The municipal code for Vancouver, Washington, provides that it is a violation for the owner or occupier of any property next to a public sidewalk to permit the accumulation of ice or snow on it or to allow it to remain in a dangerous or slippery condition. VMC § 11.30.030.  The Clark County, Washington, code requires that all owners of property abutting upon any county road keep the public sidewalks in a reasonably safe condition. CCC § 12.26.010. The Washington Court of Appeals has held that ordinances and codes such as these do not give an individual who is injured as a result of an abutting landowner’s failure to maintain a sidewalk a legal claim against the landowner. Birdsall v. Abrams, 105 Wn.App. 24 (2001). The Clark County Code section on sidewalk maintenance and repair provides that an abutting landowner is liable to the County for recoveries against it as a result of the owner’s failure to keep sidewalks next to its property in reasonable safe condition. But the Washington State Supreme Court has held that an ordinance that attempts to impose liability on abutting private property owners for a condition of public sidewalks is unenforceable. Rivett v. City of Tacoma, 123 Wn.2d 573 (1994). The Court ruled an abutting private property owners are not legally responsible for the physical condition of a public sidewalk unless the property owner causes or contributes to the condition.

Known or Obvious Hazard

Landowners frequently argue they do not owe a duty to invitees on their property to warn them about or protect them from known or open and obvious hazards such as snow and ice. But landowners can still be liable for known or open and obvious hazards on their property, if they should anticipate the harm. A landowner may be charged with anticipating harm from a known or open and obvious hazard, if a reasonable person in the invitee’s position would encounter the hazard because the advantages of doing so outweigh the apparent risk. In Maynard v. Sisters of Providence, 72 Wn.App. 878 (1994), the Washington Court of Appeals held the defendant could still be found liable for the plaintiff’s injuries from a fall in the defendant’s parking lot, even though the plaintiff knew that the parking lot was icy, because a reasonable person might do as the plaintiff had and attempt to go back to the hospital to get sand to help with traction, so he could get his car out of the parking lot.

Assumption of Risk

Washington recognizes assumption of risk as a defense in a negligence case. Two types of assumption of risk, express and implied primary, can completely relieve a defendant from liability that might otherwise exist for its negligent conduct. Express assumption of risk can arise where the plaintiff states words to the effect that he or she consents to relieve the defendant of a duty the defendant would otherwise owe to the plaintiff. Implied primary assumption of the risk can arise when a plaintiff engages in conduct from which his or her consent to relieve the defendant is implied. If one of these primary types of assumption of risk applies, the defendant is not responsible for any harm to the plaintiff arising out of the risk the plaintiff assumed, even if the defendant’s negligence caused that risk.
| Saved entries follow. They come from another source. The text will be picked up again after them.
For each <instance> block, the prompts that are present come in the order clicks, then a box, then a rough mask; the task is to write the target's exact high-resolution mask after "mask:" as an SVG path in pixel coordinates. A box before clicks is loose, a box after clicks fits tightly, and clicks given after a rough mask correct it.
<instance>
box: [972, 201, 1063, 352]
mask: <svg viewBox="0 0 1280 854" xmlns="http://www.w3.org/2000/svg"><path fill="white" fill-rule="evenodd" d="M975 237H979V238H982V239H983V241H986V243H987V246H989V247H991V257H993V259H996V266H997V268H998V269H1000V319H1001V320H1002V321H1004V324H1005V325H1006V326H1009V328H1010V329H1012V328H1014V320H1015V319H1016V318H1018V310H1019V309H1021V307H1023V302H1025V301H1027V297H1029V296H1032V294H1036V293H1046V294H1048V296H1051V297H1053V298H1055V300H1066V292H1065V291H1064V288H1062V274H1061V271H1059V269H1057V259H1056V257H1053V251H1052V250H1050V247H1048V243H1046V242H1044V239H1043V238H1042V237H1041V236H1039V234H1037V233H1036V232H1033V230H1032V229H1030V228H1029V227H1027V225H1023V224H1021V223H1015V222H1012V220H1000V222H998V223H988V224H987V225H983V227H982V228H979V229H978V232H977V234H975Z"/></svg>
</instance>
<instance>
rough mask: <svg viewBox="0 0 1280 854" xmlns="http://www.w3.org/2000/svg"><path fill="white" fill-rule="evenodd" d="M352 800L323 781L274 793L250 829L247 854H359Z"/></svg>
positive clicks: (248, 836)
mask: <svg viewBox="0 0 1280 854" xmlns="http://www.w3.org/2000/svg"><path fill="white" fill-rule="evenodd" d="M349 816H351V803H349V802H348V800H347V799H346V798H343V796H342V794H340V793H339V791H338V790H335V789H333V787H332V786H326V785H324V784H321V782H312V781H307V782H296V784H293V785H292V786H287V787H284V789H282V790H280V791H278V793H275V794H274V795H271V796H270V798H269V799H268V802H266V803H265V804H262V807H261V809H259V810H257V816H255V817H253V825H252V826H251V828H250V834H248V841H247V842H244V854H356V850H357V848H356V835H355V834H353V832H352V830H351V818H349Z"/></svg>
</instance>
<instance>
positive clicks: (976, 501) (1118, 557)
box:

In Hvolboll v. Wolff Co., 187 Wn.App. 37347 P.3d 476 (2015), the Washington Court of Appeals discussed the application of implied primary assumption of the risk in a case where a tenant slipped and fell on accumulated ice and snow in the parking lot of an apartment complex in Spokane. The area had received a record snowfall that winter. The tenant had previous problems walking in the complex because of snow and ice. He had repeatedly complained to management about the snowy and icy conditions in the complex. He conceded the sidewalks had been generally kept clear of snow, but testified ice and snow remained on the roadways in the complex even after they were plowed. He fell while walking across a roadway in front of mailboxes in the complex. He sued the landlord and its management company for the serious injuries he received in the fall. The defendant moved for and was granted a dismissal of the lawsuit by the trial court, on the grounds that the plaintiff fully knew about, understood and appreciated the risk of falling on the snow and ice, and voluntarily choose to encounter that risk. The Court of Appeals rule that a landlord can assert implied assumption of risk in cases involving falls on snow and ice.